Words: Paul Page
When one of your songs features on the soundtrack of a movie that gains instant cult classic status, it is never going to hurt. And so it has proved for Chromatics -their presence on the soundtrack of the highly acclaimed 2011 film 'Drive’ garnered them the kind of street cred that no record label could even dream of manufacturing. 'Kill for Love’ is this Portland synth-pop band’s fourth album - it is a sprawling, ambitious work that mines a rich seam of 80s music and delivers perhaps the year’s most effortlessly cool album to date. Over the course of a cleverly sequenced seventeen songs, Chromatics draw on influences as diverse as Giorgio Moroder, New Order and the Jesus & Mary Chain, with a nod to the soundtrack work of John Carpenter and Angelo Badalamenti thrown in for good measure.
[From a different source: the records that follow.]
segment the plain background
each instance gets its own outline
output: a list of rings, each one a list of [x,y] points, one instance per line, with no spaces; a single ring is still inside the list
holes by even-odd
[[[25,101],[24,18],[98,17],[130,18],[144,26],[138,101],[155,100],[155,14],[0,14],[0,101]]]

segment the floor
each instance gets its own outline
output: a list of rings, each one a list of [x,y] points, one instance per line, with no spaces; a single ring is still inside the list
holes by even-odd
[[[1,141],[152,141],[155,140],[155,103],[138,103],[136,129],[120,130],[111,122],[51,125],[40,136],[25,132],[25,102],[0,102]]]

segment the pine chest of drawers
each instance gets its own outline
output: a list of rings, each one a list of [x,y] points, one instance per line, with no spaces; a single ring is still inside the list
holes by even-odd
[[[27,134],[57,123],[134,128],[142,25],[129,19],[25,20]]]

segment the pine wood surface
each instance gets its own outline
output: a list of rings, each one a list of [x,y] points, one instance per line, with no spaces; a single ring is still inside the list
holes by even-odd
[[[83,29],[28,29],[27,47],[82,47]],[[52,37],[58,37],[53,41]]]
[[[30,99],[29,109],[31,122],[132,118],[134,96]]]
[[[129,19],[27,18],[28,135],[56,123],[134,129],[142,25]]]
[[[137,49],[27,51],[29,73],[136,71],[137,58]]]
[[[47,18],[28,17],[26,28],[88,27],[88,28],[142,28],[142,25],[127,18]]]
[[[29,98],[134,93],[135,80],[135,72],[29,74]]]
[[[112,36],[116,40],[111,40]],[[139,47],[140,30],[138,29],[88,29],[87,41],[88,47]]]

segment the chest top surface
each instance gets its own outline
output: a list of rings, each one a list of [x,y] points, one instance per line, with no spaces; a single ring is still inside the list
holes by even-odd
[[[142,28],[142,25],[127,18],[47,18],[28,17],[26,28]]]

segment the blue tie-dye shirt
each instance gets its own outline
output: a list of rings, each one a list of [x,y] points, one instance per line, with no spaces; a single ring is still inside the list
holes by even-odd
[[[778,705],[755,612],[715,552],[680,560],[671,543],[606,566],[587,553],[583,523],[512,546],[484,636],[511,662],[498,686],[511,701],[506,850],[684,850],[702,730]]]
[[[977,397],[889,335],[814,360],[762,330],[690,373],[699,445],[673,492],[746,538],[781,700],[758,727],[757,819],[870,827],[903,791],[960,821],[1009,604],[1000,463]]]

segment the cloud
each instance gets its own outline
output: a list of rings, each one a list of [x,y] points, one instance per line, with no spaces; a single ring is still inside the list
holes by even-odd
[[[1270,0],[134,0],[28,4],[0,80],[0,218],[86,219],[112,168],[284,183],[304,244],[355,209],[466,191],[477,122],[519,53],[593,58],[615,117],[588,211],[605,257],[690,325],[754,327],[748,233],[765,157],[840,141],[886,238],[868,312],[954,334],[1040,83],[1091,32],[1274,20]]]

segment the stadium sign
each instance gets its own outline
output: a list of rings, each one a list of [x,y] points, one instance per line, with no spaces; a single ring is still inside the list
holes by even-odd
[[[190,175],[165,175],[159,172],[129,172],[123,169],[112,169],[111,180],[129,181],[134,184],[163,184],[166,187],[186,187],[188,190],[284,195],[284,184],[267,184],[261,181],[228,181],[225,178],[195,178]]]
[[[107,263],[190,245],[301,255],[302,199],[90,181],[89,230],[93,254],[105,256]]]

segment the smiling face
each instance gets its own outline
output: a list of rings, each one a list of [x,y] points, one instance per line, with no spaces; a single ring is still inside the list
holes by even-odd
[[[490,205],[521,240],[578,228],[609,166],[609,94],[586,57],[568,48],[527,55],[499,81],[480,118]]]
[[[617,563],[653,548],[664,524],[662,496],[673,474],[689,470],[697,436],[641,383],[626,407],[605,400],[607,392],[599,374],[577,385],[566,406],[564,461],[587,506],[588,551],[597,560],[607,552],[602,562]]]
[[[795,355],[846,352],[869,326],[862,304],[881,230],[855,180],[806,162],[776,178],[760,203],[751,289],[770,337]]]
Seventeen songs clocking in at over ninety two minutes demands patient listening - in amongst the more obviously poppy songs like 'Candy’ and 'Kill for Love’, there are tracks here that feature long instrumental passages of sparse, hypnotic electronic but somehow the whole thing holds together quite nicely. Chromatics are very much a vehicle for the talents of producer, multi-instrumentalist and burgeoning genius Johnny Jewel, but the contribution of vocalist Ruth Radelet should not be underestimated. Her weary vocals give this album its late night, early morning melancholy feel. Chromatics work off a surprisingly limited sonic palette - almost all of these tracks feature similar vintage synthesiser sounds, 50s style noir-ish guitar twang and deep, rumbling electronic basslines, but perhaps working within such narrow confines helps give the album its cohesive, uniform feel.
'Kill for Love’ is a dark and seductive cocktail of electro pop - give it the patience it deserves, and it might just reveal the shimmering beauty within.